Blue lobster was pot roasted with ginger and spring onion. The shellfish meat had been carefully extracted from the shell and was very tender, clearly fresh (live lobsters could be observed in a tank in the restaurant). This was a simple but very accurately cooked dish (16/20). This was followed by poached amaranthus leaves with fried pieces of garoupa in a fish broth, garnished with wolfberries (aka goji berries). The fish was quite crisp but the leaves inevitably tasted a touch soggy within the broth (just about 15/20). The final savoury dish was fried rice with roast goose, lobster, prawn and conpoy (dried scallop). The rice had been steamed in lemongrass prior to frying and was pleasingly aromatic, the assorted toppings all carefully cooked (16/20).

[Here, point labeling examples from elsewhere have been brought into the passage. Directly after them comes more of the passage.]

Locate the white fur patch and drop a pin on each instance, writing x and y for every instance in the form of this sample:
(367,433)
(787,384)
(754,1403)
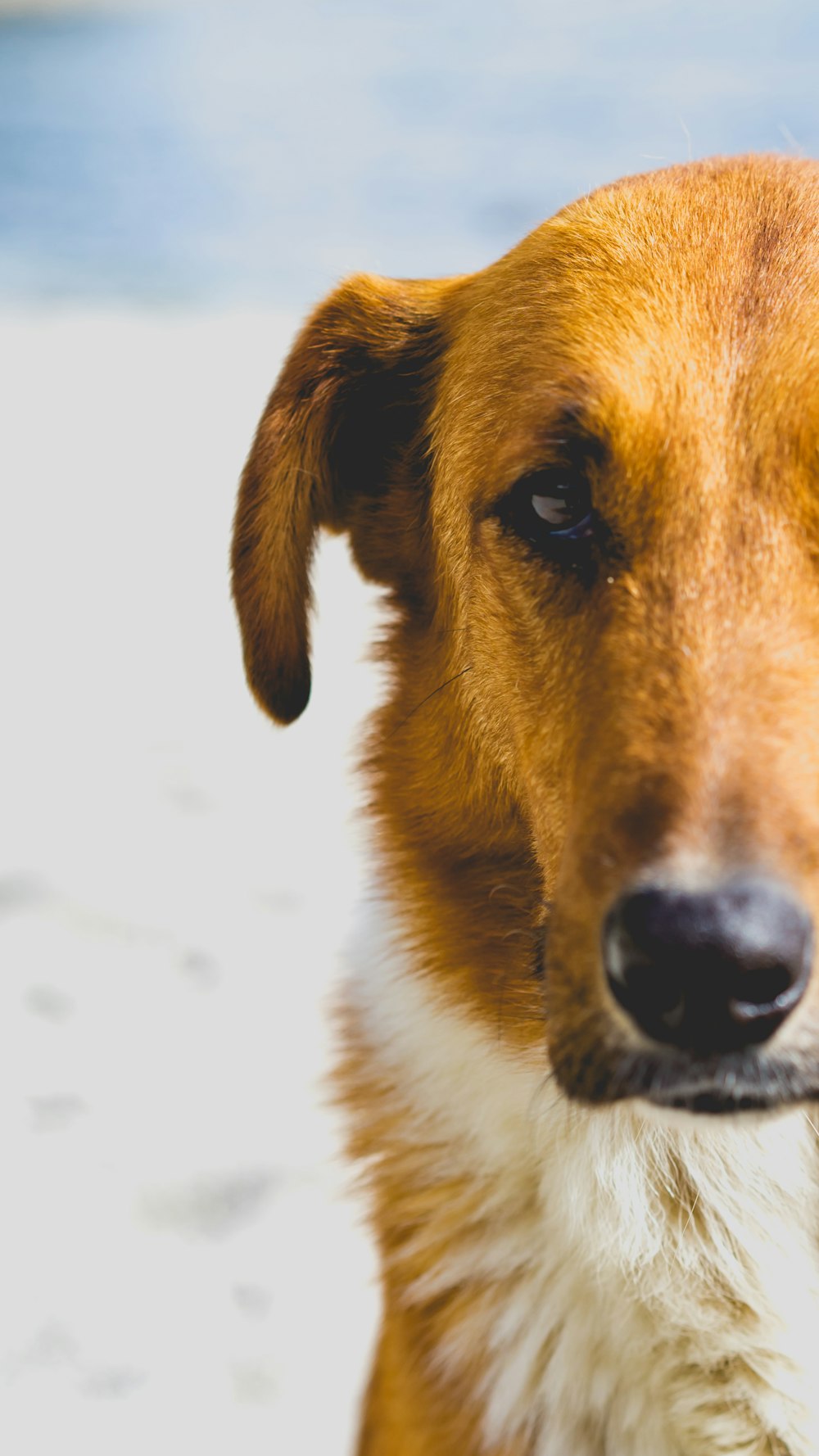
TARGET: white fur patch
(647,1287)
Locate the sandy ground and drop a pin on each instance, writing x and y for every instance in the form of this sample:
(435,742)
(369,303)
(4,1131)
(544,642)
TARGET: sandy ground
(178,1270)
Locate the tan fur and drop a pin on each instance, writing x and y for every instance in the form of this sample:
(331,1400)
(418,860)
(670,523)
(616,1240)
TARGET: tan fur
(563,1274)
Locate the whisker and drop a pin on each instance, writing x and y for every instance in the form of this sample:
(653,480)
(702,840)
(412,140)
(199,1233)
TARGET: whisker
(439,689)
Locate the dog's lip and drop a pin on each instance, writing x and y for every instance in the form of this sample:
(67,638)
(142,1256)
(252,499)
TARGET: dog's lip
(717,1100)
(736,1082)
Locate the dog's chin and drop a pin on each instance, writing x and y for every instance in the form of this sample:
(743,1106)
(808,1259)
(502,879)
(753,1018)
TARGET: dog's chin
(732,1085)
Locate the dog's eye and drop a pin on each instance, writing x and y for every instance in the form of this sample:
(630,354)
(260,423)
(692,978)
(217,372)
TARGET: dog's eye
(550,511)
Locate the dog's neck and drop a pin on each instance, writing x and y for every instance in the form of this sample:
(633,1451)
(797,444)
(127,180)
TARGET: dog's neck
(658,1277)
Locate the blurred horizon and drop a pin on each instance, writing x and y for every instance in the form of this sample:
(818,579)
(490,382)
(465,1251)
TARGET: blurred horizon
(177,155)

A pre-dessert of coconut milk sorbet with pineapple was very refreshing and had good texture (16/20). This was followed by creme brûlée of Chinese almonds with bird nest and honey. This was technically well made, the top crisp and delicate, the almond flavour coming through well, though I am not really sure what the bird nest added (15/20).

Service was excellent throughout, the staff attentive. The bill came to HKD 979 (£96) with just jasmine tea to drink. This did not seem excessive given the high-grade ingredients and skill level that was evident here. Jade Dragon offers some generally impressive Cantonese food in a very smart setting.